Jonathan Cameron wrote:
On Tue, 22 Oct 2024 18:43:24 -0700 Dan Williams dan.j.williams@intel.com wrote:
When the CXL subsystem is built-in the module init order is determined by Makefile order. That order violates expectations. The expectation is that cxl_acpi and cxl_mem can race to attach and that if cxl_acpi wins the race cxl_mem will find the enabled CXL root ports it needs and if cxl_acpi loses the race it will retrigger cxl_mem to attach via cxl_bus_rescan(). That only works if cxl_acpi can assume ports are enabled immediately upon cxl_acpi_probe() return.

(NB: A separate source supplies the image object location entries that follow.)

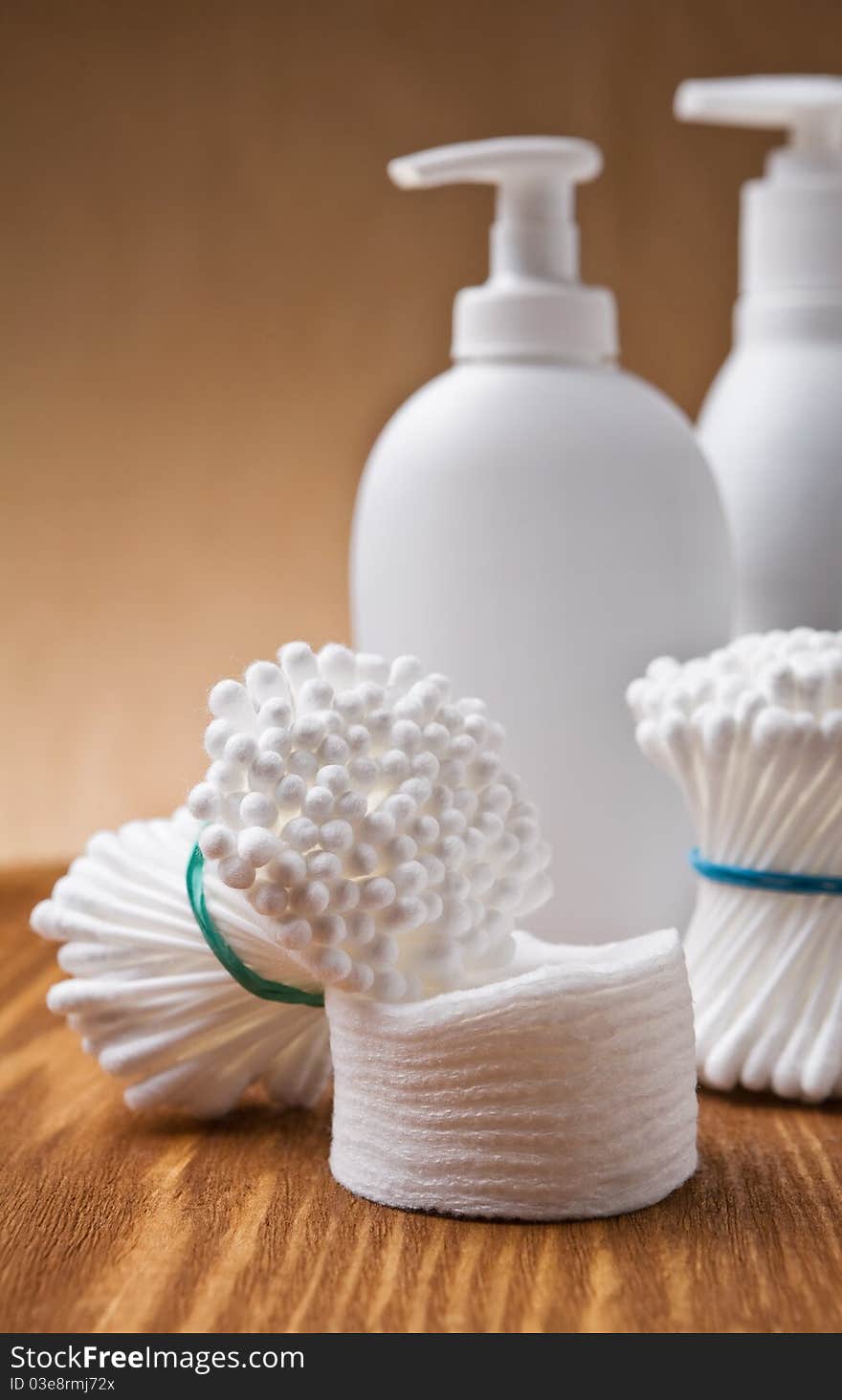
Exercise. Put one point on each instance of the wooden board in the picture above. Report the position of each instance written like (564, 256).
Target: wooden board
(115, 1222)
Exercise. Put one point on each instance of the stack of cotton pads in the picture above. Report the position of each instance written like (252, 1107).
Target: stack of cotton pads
(359, 833)
(753, 735)
(565, 1091)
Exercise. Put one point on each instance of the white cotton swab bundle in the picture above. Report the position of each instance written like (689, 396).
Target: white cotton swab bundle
(753, 735)
(148, 997)
(358, 830)
(367, 818)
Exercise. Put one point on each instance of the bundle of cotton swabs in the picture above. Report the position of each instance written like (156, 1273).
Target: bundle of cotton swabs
(753, 735)
(358, 829)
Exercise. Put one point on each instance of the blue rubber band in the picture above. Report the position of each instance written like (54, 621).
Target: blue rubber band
(222, 948)
(787, 884)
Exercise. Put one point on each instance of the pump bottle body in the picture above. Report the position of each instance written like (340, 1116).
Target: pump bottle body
(772, 431)
(540, 533)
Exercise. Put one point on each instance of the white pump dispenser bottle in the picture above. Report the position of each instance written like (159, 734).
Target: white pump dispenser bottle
(772, 422)
(538, 525)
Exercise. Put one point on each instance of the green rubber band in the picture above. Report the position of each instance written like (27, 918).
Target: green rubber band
(222, 950)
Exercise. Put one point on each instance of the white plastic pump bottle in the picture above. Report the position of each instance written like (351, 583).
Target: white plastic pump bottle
(772, 422)
(538, 525)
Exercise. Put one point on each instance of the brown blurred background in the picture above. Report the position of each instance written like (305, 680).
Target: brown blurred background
(213, 298)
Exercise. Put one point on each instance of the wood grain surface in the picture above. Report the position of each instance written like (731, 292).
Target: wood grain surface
(115, 1222)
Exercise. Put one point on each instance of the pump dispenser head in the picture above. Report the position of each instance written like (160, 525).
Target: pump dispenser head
(533, 305)
(790, 237)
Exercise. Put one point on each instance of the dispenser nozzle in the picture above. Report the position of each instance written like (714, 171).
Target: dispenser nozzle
(533, 304)
(808, 105)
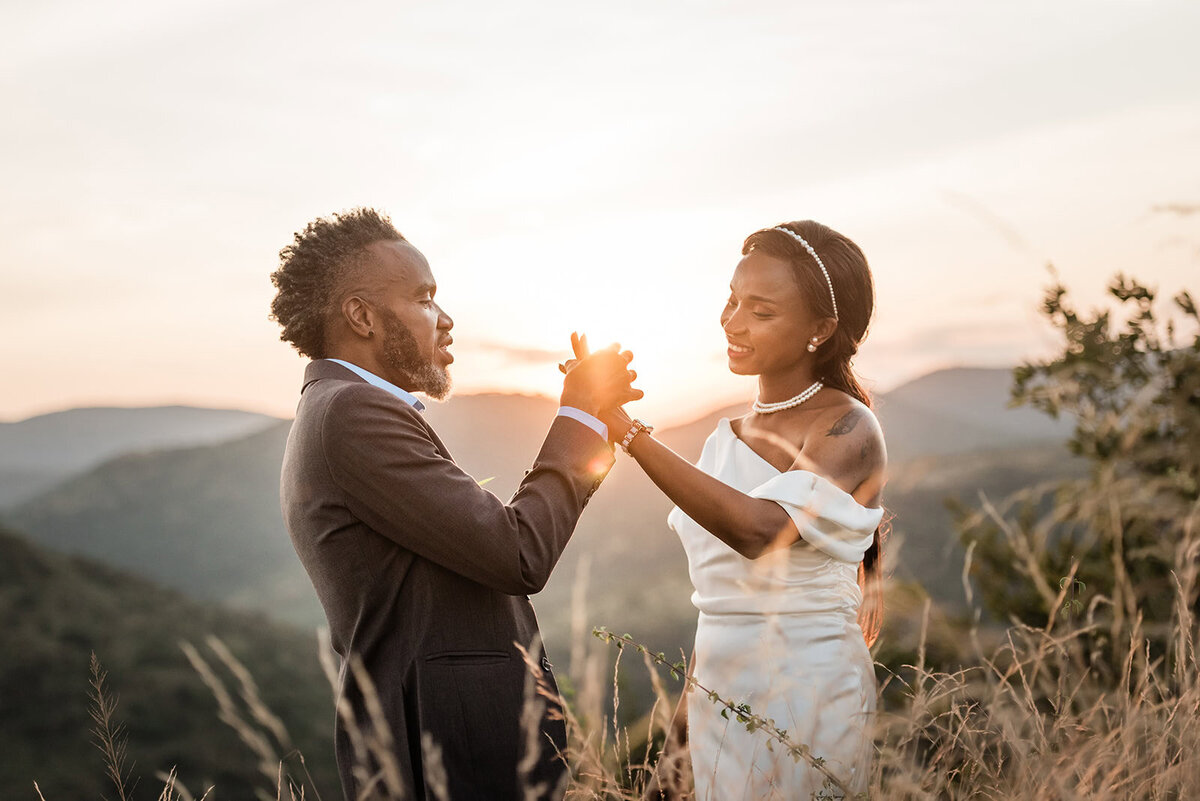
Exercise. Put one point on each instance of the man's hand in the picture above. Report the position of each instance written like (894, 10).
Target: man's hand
(598, 381)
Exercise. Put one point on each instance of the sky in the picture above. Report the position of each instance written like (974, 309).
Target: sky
(575, 167)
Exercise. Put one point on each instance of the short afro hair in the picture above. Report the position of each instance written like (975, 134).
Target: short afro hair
(312, 267)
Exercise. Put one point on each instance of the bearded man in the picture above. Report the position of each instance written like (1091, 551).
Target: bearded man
(425, 577)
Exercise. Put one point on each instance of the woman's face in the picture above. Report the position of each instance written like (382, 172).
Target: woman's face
(767, 319)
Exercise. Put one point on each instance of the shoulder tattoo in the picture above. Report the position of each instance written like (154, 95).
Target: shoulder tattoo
(845, 423)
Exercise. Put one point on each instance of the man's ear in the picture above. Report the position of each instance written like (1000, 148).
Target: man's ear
(359, 315)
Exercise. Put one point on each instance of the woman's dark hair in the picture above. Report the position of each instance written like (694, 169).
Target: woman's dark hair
(855, 290)
(312, 267)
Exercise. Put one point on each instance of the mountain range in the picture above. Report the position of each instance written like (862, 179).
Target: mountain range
(39, 452)
(205, 519)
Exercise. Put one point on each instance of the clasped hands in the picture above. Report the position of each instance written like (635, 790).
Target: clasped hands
(600, 383)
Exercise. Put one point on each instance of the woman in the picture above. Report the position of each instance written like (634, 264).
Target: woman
(781, 523)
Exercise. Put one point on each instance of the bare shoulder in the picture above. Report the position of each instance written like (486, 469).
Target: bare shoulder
(845, 444)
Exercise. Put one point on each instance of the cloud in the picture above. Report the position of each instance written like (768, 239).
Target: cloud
(520, 354)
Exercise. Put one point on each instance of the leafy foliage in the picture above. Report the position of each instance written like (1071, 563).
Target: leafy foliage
(1114, 540)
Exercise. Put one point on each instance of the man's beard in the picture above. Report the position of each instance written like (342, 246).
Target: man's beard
(402, 354)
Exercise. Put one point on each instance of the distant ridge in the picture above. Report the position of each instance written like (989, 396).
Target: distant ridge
(58, 609)
(207, 519)
(37, 452)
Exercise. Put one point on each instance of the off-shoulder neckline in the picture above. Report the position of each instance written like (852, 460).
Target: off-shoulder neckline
(821, 479)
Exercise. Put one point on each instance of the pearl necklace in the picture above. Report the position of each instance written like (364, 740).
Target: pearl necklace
(771, 408)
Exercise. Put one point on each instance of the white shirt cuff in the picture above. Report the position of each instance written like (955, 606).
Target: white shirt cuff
(586, 419)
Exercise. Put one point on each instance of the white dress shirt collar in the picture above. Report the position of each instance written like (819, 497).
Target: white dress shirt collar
(375, 380)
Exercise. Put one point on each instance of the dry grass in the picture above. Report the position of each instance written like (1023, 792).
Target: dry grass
(1037, 717)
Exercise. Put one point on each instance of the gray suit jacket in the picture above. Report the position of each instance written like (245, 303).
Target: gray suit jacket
(425, 577)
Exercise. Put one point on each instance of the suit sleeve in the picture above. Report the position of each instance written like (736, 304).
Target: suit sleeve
(397, 482)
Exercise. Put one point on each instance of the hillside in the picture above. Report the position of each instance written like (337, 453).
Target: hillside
(207, 519)
(59, 609)
(37, 452)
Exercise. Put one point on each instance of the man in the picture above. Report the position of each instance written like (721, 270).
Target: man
(423, 573)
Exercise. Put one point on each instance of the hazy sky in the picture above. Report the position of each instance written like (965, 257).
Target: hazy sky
(574, 166)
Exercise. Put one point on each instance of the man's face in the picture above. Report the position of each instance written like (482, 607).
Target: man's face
(415, 338)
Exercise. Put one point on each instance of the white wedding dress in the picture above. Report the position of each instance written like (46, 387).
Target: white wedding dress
(780, 633)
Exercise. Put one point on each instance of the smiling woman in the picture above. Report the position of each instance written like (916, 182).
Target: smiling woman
(781, 519)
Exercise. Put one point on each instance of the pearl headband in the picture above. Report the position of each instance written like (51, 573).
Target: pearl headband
(815, 258)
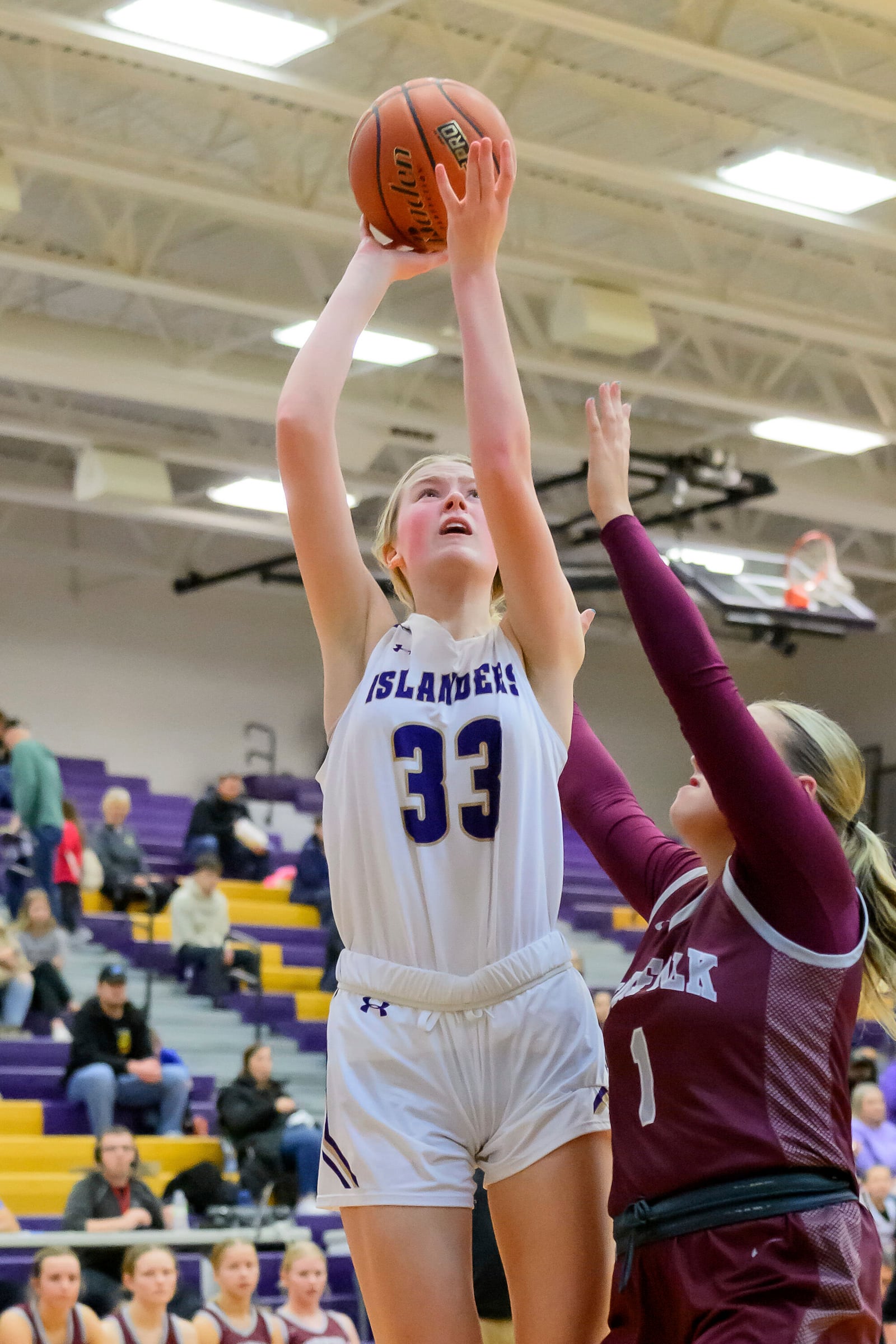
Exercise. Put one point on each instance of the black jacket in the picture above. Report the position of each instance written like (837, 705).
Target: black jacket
(99, 1039)
(93, 1198)
(216, 816)
(246, 1110)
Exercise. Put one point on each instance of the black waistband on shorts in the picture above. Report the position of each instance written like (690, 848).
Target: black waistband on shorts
(763, 1195)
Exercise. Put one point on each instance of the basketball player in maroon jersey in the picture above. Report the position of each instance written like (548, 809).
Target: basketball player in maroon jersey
(302, 1275)
(54, 1315)
(734, 1191)
(150, 1273)
(231, 1318)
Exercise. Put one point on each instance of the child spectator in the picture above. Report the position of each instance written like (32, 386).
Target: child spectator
(46, 945)
(16, 984)
(69, 866)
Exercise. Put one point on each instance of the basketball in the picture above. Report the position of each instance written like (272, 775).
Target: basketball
(396, 146)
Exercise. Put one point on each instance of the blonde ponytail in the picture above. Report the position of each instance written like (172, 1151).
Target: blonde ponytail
(820, 748)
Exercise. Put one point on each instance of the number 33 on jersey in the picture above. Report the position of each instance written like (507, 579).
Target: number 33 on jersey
(440, 791)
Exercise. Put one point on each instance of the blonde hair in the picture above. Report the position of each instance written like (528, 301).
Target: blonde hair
(221, 1249)
(817, 746)
(388, 530)
(300, 1250)
(860, 1093)
(23, 920)
(115, 795)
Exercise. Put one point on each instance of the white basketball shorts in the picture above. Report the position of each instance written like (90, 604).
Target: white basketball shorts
(423, 1090)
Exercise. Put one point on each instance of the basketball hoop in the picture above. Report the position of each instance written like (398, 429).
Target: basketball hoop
(825, 578)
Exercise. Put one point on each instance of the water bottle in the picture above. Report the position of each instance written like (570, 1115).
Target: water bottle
(182, 1211)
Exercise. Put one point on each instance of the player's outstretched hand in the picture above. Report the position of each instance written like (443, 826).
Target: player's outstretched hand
(395, 263)
(610, 438)
(479, 220)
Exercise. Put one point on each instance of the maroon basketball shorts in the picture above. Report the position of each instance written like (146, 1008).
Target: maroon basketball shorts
(799, 1278)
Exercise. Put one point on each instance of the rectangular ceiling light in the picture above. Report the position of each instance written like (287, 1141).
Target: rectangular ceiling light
(718, 562)
(810, 182)
(221, 29)
(254, 492)
(372, 347)
(825, 438)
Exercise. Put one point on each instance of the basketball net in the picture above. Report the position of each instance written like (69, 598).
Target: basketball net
(825, 582)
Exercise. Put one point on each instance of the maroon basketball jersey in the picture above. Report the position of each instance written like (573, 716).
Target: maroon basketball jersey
(227, 1334)
(74, 1335)
(297, 1334)
(171, 1335)
(727, 1047)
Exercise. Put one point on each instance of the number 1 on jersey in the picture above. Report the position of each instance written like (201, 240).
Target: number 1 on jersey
(648, 1108)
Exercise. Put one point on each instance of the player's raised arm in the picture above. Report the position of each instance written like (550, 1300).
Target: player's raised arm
(348, 609)
(542, 612)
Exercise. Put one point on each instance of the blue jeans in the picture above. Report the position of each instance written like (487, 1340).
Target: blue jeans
(15, 1000)
(46, 842)
(301, 1146)
(100, 1088)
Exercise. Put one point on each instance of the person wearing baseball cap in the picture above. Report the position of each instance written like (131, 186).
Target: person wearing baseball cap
(112, 1060)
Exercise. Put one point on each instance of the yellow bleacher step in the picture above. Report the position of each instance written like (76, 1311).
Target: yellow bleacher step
(624, 917)
(284, 980)
(46, 1193)
(314, 1003)
(69, 1152)
(21, 1117)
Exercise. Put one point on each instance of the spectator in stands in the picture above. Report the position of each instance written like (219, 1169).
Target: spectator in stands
(200, 929)
(125, 869)
(221, 824)
(602, 1000)
(45, 944)
(880, 1202)
(69, 866)
(110, 1200)
(150, 1275)
(875, 1135)
(53, 1314)
(112, 1060)
(269, 1131)
(16, 984)
(237, 1272)
(302, 1276)
(10, 1291)
(36, 797)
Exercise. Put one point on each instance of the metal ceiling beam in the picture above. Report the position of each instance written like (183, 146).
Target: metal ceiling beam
(176, 292)
(665, 46)
(123, 365)
(292, 86)
(655, 180)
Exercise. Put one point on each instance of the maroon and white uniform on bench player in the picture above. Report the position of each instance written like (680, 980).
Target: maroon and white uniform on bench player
(729, 1040)
(76, 1332)
(260, 1331)
(297, 1334)
(171, 1334)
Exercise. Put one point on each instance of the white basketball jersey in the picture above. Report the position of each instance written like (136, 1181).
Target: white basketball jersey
(441, 811)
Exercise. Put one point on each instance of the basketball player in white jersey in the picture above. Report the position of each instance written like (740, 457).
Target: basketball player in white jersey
(460, 1035)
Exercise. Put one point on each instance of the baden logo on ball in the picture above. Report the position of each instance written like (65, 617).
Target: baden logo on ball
(396, 146)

That in turn can only happen in the CONFIG_CXL_ACPI=y case if the cxl_port object appears before the cxl_acpi object in the Makefile.
Fix up the order to prevent initialization failures, and make sure that cxl_port is built-in if cxl_acpi is also built-in.
As for what contributed to this not being found earlier, the CXL regression environment, cxl_test, builds all CXL functionality as a module to allow to symbol mocking and other dynamic reload tests. As a result there is no regression coverage for the built-in case.
Reported-by: Gregory Price gourry@gourry.net Closes: http://lore.kernel.org/20241004212504.1246-1-gourry@gourry.net Tested-by: Gregory Price gourry@gourry.net Fixes: 8dd2bc0f8e02 ("cxl/mem: Add the cxl_mem driver")
I don't like this due to likely long term fragility, but any other
Please be specific about the fragility and how is this different than any other Makefile order fragility, like the many cases in drivers/Makefile/, or patches fixing up initcall order?
Now, an argument can be made that there are too many CXL sub-objects and more can be merged into a monolithic cxl_core object. The flipside of that is reduced testability, at least via symbol mocking techniques. Just look at the recent case where the fact that drivers/cxl/core/region.c is built into cxl_core.o rather than its own cxl_region.o object results in an in-line code change to support cxl_test [1]. There are tradeoffs.
solution is probably more painful. Long term we should really get a regression test for these ordering issues in place in one of the CIs.
The final patch in this series does improve cxl_test's ability to catch regressions in module init order, and that ordering change did uncover a bug. The system works! 😅
Going further the test mode that is needed, in addition to QEMU emulation and cxl_test interface mocking, is kunit or similar [2] infrastructure for some function-scope unit tests.
[1]: http://lore.kernel.org/20241022030054.258942-1-lizhijian@fujitsu.com [2]: http://lore.kernel.org/170795677066.3697776.12587812713093908173.stgit@ubunt...